Oleh: Shafayasmin Salsabila*
Jika akhir-akhir ini virus Corona menjadi headline berita, maka ada yang tak kalah meresahkan, yakni wabah padepokan. Terjadi di kabupaten Indramayu, ditemukan tiga padepokan mirip kerajaan. Dicurigai mengekor embah buyutnya, Keraton Agung Sejagat dan Sunda Empire. (radarcirebon.com, 22/1/2020)
Namun setelah dilakukan konfirmasi, ternyata ketiga padepokan tersebut dinyatakan steril dan bebas dari indikasi "halu" sebagaimana KAS dan SE. Uniknya, keresahan bercampur kecurigaan ini menjadi sinyal tersendiri betapa rentannya negeri kita dari rongrongan berbagai pihak. Termasuk dari internal, yakni rakyat awam.

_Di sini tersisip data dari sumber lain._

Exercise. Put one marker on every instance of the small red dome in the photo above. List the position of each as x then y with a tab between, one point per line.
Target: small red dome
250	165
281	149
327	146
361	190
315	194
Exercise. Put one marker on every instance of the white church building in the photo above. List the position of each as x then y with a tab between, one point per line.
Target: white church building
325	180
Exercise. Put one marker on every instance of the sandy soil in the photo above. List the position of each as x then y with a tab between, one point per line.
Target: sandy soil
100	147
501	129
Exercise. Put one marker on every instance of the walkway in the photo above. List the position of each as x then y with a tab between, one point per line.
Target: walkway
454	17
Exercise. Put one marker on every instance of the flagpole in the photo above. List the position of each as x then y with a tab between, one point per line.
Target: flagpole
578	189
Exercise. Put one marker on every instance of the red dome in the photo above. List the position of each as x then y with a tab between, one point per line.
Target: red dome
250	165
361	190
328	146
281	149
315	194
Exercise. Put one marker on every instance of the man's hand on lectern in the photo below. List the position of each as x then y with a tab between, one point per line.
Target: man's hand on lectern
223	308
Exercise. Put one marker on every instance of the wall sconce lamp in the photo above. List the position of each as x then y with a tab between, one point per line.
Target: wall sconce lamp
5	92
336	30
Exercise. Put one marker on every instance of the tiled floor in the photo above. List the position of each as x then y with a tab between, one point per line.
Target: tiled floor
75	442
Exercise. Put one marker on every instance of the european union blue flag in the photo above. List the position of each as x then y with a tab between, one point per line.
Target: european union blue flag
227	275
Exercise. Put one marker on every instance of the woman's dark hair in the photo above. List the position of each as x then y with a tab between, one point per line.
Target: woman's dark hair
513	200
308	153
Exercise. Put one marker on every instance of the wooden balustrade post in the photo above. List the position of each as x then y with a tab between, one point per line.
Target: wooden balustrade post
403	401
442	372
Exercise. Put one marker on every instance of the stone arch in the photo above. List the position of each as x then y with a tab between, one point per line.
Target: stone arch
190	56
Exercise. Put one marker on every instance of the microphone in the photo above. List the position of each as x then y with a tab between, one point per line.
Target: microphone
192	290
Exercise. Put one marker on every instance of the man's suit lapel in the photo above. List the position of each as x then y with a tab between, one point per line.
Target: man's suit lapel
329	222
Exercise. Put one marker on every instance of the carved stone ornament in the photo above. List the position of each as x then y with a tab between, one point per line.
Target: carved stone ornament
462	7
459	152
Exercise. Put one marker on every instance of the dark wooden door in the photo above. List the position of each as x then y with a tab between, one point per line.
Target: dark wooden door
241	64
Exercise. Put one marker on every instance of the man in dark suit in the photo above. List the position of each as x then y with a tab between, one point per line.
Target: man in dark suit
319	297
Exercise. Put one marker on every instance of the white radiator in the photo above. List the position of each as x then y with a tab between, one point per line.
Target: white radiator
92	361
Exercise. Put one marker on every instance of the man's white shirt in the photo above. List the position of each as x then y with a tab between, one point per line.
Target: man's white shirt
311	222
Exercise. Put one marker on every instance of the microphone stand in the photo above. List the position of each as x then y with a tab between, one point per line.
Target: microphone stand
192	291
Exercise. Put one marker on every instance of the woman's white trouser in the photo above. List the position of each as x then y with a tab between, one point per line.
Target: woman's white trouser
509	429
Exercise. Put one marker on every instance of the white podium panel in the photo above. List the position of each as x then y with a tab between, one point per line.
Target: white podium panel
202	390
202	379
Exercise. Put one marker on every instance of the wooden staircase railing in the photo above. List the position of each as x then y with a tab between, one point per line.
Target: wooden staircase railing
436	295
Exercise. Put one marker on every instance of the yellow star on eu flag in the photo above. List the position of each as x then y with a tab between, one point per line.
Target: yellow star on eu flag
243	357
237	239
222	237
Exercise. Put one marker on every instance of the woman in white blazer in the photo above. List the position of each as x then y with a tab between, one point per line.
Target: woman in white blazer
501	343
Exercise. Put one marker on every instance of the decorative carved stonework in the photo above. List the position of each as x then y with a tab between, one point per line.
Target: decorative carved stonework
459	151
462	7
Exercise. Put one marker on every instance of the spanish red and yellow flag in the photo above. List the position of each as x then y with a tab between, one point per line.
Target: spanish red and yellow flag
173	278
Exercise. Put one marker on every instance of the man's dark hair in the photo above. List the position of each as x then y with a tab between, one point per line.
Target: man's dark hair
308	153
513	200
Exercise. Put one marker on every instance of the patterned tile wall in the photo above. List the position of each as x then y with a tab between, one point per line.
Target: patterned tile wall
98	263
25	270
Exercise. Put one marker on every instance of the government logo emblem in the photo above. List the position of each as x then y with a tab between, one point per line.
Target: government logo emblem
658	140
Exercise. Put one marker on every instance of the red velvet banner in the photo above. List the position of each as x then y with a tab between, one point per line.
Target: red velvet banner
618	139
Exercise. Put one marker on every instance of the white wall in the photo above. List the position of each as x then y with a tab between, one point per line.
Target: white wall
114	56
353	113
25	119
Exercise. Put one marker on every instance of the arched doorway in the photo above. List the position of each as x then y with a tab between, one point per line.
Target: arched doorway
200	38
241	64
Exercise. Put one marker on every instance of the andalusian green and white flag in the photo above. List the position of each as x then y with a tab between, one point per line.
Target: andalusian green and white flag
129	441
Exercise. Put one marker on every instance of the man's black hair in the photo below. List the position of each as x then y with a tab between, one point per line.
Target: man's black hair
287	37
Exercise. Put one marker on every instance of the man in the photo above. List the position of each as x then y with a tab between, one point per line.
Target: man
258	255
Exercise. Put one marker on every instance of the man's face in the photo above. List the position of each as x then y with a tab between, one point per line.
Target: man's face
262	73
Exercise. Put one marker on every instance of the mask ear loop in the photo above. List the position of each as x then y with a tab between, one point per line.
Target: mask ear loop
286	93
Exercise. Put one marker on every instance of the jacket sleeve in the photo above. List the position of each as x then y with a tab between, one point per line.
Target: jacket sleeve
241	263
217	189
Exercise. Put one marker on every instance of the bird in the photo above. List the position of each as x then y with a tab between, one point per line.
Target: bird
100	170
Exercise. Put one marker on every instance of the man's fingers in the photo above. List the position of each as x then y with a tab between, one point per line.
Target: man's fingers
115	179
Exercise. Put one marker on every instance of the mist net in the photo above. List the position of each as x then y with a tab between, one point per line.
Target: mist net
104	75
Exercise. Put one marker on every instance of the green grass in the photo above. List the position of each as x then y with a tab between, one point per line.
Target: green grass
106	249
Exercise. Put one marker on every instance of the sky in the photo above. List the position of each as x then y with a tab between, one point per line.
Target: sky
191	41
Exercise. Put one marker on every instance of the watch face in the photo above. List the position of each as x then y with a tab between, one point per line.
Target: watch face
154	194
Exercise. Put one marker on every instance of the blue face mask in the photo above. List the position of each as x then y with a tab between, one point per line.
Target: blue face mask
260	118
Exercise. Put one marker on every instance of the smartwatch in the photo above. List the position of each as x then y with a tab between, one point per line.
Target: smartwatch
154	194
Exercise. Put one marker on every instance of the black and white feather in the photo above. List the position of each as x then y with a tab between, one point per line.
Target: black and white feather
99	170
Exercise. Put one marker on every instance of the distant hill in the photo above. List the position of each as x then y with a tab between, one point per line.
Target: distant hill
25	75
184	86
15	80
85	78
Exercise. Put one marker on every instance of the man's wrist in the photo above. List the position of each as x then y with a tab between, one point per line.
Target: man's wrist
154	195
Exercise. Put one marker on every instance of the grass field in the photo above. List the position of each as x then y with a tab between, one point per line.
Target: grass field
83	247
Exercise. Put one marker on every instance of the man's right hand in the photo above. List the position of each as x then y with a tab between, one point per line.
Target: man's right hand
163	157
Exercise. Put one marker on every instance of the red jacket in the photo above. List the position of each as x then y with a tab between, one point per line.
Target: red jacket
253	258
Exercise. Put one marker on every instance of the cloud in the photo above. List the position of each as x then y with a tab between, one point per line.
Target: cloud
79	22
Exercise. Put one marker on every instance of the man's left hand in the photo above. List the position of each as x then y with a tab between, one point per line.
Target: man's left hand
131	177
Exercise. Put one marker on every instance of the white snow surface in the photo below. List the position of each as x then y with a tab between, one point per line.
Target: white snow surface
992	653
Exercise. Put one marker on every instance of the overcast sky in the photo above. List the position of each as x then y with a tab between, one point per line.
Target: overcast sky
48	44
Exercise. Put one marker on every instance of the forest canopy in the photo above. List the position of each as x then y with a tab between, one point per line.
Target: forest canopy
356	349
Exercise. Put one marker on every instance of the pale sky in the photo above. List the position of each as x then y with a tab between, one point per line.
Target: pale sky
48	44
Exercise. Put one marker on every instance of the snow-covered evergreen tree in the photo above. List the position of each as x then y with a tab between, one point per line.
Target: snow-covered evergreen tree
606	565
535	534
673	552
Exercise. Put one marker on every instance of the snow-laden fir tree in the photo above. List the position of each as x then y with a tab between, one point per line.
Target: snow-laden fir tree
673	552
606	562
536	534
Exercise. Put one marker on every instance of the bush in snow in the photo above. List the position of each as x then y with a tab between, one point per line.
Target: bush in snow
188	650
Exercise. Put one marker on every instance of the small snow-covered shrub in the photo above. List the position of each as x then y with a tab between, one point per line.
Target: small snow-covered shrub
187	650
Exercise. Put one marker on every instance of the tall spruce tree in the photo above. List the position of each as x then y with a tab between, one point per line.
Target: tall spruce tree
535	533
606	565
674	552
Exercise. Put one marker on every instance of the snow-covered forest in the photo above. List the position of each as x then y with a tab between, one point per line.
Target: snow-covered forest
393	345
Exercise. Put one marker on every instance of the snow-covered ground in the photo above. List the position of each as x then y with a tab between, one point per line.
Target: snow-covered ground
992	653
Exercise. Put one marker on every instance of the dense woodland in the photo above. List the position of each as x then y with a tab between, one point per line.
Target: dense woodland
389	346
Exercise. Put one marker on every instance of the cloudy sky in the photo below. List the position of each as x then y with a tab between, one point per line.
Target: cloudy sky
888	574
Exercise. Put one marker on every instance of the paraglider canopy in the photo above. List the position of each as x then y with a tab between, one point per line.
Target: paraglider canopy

Inisiatif mendirikan sebuah wadah, forum, komunitas atau perkumpulan, baik menggandeng istilah kerajaan, keraton atau bahkan padepokan, tentu bukan tanpa sebab. Salah satunya, bisa jadi lahir dari ketidakstabilan politik, ekonomi juga menurunnya tingkat kepercayaan publik terhadap penyelenggaraan negara.
Wajar jika beberapa orang terpanggil untuk tampil memimpin dan mengambil alih kemudi. Namun sayangnya, gerakan ini alih-alih menyerupai Avenger atau Robbin Hood, justru tergilas oleh mindset kapitalis, sehingga oportunis. Artinya mereka hanya memanfaatkan momen untuk menggondol uang bukan demi misi penyelamatan.
Terbukti dengan dipidanakannya para petinggi kerajaan tersebut dengan pasal penipuan. Akibat menjual harapan kosong kepada para pengikut setianya. Apakah akal sudah tidak beres atau semata karena rakyat sudah tidak tahu lagi harus kemana menggantungkan harap?
Fenomena padepokan menyimpang, melenakan rakyat dengan alur cerita rekaan. Dibangunlah sebuah kesan yang memerdayakan banyak orang. Sejarah seperti direkayasa, selayak dalam cerita. Namun jika diamati secara seksama, kemunculan perkumpulan seperti ini bisa mengawali friksi atau memantik gelombang perpecaha, mengancam kesatuan.
Untuk itu perlu upaya serius untuk mengakhiri wabah ini, jangan lagi ada di kemudian hari muncul sempalan serupa. Maka dalam hal ini negara harus segera mengembalikan kestabilannya. Diawali dengan mengambil pijakan yang benar dan tepat, yakni ruhi (kesadaran membangun negara karena perintah Allah)
Penyelenggaraan negara dengan asas ruhi berupa akidah Islam, memaksa seluruh jajaran pemimpin mengambil keputusan serta kebijakannya semata demi menjadikan negeri ini sebagai negeri yang diberkahi dan diridhai oleh Allah Ta'ala. Karena kepentingan mendirikan negara pun sejatinya hanya demi penerapan aturan Allah (syariat).
Milik siapakah manusia dan bumi ini, jika bukan milik Allah. Maka masuk akal jika ada kehendak Allah atas manusia dalam hal pengurusannya terhadap tata cara bersosialisasi dan bernegara (hablu min annaas). Di dalamnya ada seperangkat aturan Allah dalam mengelola negara, baik ekonominya, politik dalam negeri dan luar negerinya, dalam hal budaya, pendidikan, kesehatan, hingga persanksiannya.
Asas ruhi ini akan membawa keadilan dan kesejahteraan. Pemimpin dengan sendirinya akan ditaati, sejalan dengan ketulusannya dalam menyelesaikan masalah manusia yang dipimpinnya. Pencitraan sudah bukan masanya, kesadaran akan peran seorang pemimpin dalam melindungi dan membela kepentingan rakyat, akan memunculkan trust atau kepercayaan publik. Tanpa diminta rakyat akan berbaris rapih, berada dalam satu barisan yang kokoh.
Kecemasan akan adanya pemberontakan, perpecahan atau friksi pun melumer. Karena baik pemimpin maupun rakyat memiliki kesatuan dalam visi bernegara. Bukan hanya sejahtera di dunia tapi selamat bersama-sama sampai di akhiratnya.
Tidak lagi muncul fiksi, akal manusia menjadi realistis. Tidak dibutuhkan lagi khayalan kosong, karena apa yang dinamakan bahagia sudah ada di depan mata. Dan itu hanya terjadi jika para pemimpin sepakat untuk kembali kepada fitrahnya. Jalan yang sudah digariskan oleh Sang Pencipta. Lari atau melenceng darinya, hanya menghalalkan datangnya kehancuran dan membiarkan tercetusnya kecemasan. Wallâhu a'lam bish-shawab.